Terminei o curso em 1958 com a nota mais alta e obtive o Prémio Pina Manique desse ano tendo-me sido concedida uma bolsa de estudo. No entanto como concorri e obtive uma das primeiras bolsa de estudo da Fundação Calouste Gulbenkian que estava a iniciar-se por essa altura e como os valores eram maiores optei pela segunda e fui estudar para a Escola do Magistério Primário de Lisboa. E ficou, assim, definida a minha vida profissional. Quando terminei o curso do Magistério com apenas 18 anos quem é que me convida para professor? O doutor João António Nabais, de Aldeia do Bispo, que estava a iniciar a instalação do famoso Colégio Vasco da Gama em Meleças, Sintra. Aprendi muito com o doutor Nabais. Estávamos no início da década de 60 e durante dois anos fui professor primário no Colégio Vasco da Gama.
Adérito Tavares, 6 de Dezembro de 2009, entrevista ao Capeia Arraiana
– Além de professor é um historiador com várias obras – escolares e temáticas – publicadas. Um dos seus livros tem como título «A Capeia Arraiana». Considera que as capeias são a grande marca diferenciadora do nosso concelho?

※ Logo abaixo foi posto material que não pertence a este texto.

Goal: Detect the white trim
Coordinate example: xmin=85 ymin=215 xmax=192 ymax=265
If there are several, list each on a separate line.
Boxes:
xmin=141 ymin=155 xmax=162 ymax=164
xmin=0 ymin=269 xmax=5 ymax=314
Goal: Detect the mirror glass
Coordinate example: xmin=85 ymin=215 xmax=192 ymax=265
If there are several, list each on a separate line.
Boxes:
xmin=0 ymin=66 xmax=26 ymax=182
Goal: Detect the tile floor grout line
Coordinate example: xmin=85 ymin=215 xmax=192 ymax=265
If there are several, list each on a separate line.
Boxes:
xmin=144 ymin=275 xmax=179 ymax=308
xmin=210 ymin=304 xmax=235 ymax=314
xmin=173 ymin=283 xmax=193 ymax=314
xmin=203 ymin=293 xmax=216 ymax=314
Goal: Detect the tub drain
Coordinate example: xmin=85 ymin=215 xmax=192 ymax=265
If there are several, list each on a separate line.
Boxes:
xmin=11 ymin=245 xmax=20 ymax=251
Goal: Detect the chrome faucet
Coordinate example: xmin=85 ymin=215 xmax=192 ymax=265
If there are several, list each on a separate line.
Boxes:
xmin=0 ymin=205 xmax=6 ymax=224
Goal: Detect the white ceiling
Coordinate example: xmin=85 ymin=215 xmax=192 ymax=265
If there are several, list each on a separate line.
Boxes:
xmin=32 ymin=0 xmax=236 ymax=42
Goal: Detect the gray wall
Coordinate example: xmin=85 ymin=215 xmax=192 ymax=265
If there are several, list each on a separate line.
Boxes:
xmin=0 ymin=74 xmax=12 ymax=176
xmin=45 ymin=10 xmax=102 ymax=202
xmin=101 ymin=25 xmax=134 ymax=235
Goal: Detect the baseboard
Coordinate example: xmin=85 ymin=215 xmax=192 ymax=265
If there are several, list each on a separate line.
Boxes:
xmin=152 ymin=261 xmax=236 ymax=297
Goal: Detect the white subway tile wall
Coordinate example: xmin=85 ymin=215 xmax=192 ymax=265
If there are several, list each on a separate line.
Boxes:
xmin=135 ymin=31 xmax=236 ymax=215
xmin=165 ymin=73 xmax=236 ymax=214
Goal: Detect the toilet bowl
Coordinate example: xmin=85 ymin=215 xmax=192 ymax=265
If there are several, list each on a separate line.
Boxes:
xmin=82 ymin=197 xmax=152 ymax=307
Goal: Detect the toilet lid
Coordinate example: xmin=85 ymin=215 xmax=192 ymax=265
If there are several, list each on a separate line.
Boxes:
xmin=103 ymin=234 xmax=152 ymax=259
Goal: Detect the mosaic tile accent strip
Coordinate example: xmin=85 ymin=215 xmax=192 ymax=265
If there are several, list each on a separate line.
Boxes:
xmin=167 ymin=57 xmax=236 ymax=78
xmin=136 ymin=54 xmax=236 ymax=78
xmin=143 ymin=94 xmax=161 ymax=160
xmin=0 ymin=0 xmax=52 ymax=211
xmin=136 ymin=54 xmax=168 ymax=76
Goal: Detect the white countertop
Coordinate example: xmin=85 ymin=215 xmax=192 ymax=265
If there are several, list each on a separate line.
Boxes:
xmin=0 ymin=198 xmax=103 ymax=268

– Como os leitores deste blogue sabem, existem actualmente vários livros sobre a Capeia, entre os quais destaco o de António Pissarra e o de António Cabanas. Todavia o meu pequeno ensaio sobre esta prática da tauromaquia popular, tão característica da raia sabugalense, foi pioneiro. De facto, a Capeia Arraiana constitui um dos elementos distintivos da etnologia sabugalense e contribui decisivamente para a formação e afirmação da identidade local. Aliás, colaborei com o Dr. Norberto Manso no processo – aprovado – da candidatura da Capeia a Património Cultural Imaterial.
– Como vê e interpreta as polémicas sobre as touradas tradicionais? No seu entender estaremos a fazer tudo para nos posicionar de forma diferente nessa cultura?

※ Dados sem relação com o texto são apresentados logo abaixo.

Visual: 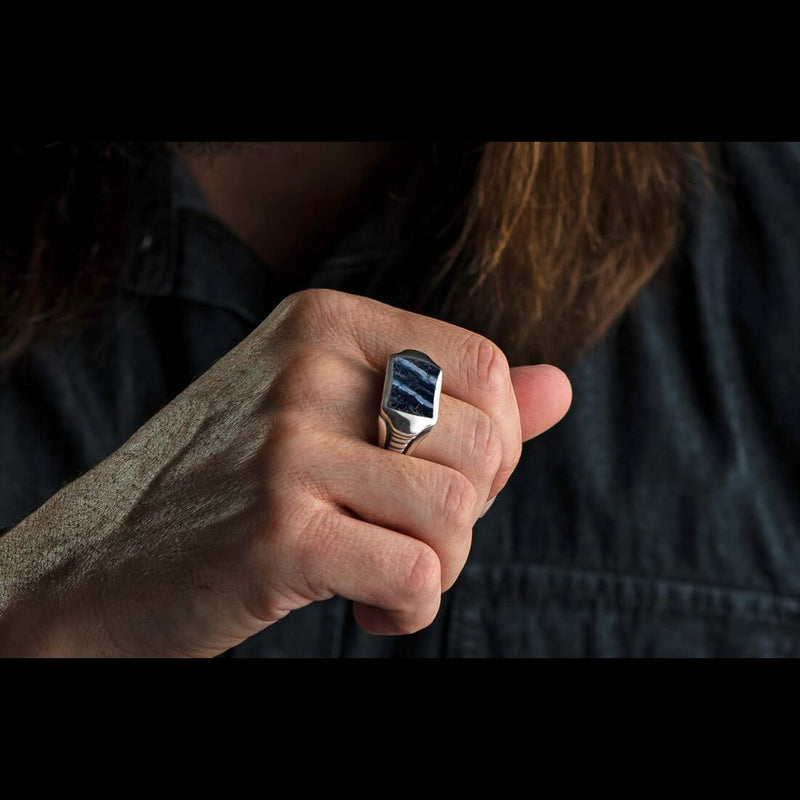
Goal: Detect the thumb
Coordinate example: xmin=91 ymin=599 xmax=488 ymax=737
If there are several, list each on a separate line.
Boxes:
xmin=511 ymin=364 xmax=572 ymax=442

– No «Encontro sobre Tauromaquias Populares» promovido há alguns anos pela Câmara Municipal do Sabugal apresentei uma comunicação intitulada «O forcão como elemento identitário da Capeia Arraiana», da qual publiquei depois uma síntese neste blogue. Uma das linhas-mestras dessa intervenção era esta: a capeia com forcão é uma festividade taurina de carácter popular única, onde o touro não é ferido e muito menos morto – quando existe sangue é sobretudo dos capeeiros –, limitando-se a um jogo de força, de destreza e de coragem entre um animal e vinte ou trinta jovens. Tradicionalmente, pegar ao forcão era uma prática reservada à «confraria dos solteiros» e constituía um ritual iniciático juvenil de entrada no mundo adulto. A defesa da Capeia como património antropológico local deve acentuar esta vertente de «jogo taurino».

No dia 19 de Maio de 1998 o tema foi o associativismo regionalista, a cultura raiana e «explicar» a Capeia Arraiana que iria ter lugar no Campo Pequeno dali a alguns dias integrada nas Festas da Cidade de Lisboa
– Tem participado em variadíssimas iniciativas da Casa do Concelho do Sabugal em Lisboa. Quer recordar algumas?
– Sou associado da Casa do Concelho há quase 40 anos. Colaborei com alguma regularidade num pequeno jornal publicado pela Casa a partir de 1978 [«Sabugal»], inicialmente dirigido por João Leitão e, mais tarde nos anos 90, pelo meu prezado amigo José Carlos Lages; apoiei desde a primeira hora a organização de capeias em Lisboa e a promoção do Festival «Ó Forcão, Rapazes», sob o impulso entusiástico de outro dos mais dedicados sabugalenses, Tó Chorão; participei num programa radiofónico na Rádio Renascença sobre a cultura local sabugalense; fiz algumas palestras sobre a história e a cultura local, incluindo uma sobre a gastronomia ribacudense. E, finalmente, integrei, entre 2014 e 2018, os órgãos sociais da Casa do Concelho. Importa ainda salientar a vertente cultural da Casa, traduzida, por exemplo, na realização de exposições e na apresentação de livros, que a Direcção anterior e a actual têm incentivado, na linha de uma prática que teve o seu apogeu nos anos 90, sob o impulso de dinâmicos sabugalenses como o Dr. Paulo Leitão Batista e o seu irmão José Leitão Batista, ele próprio artista plástico.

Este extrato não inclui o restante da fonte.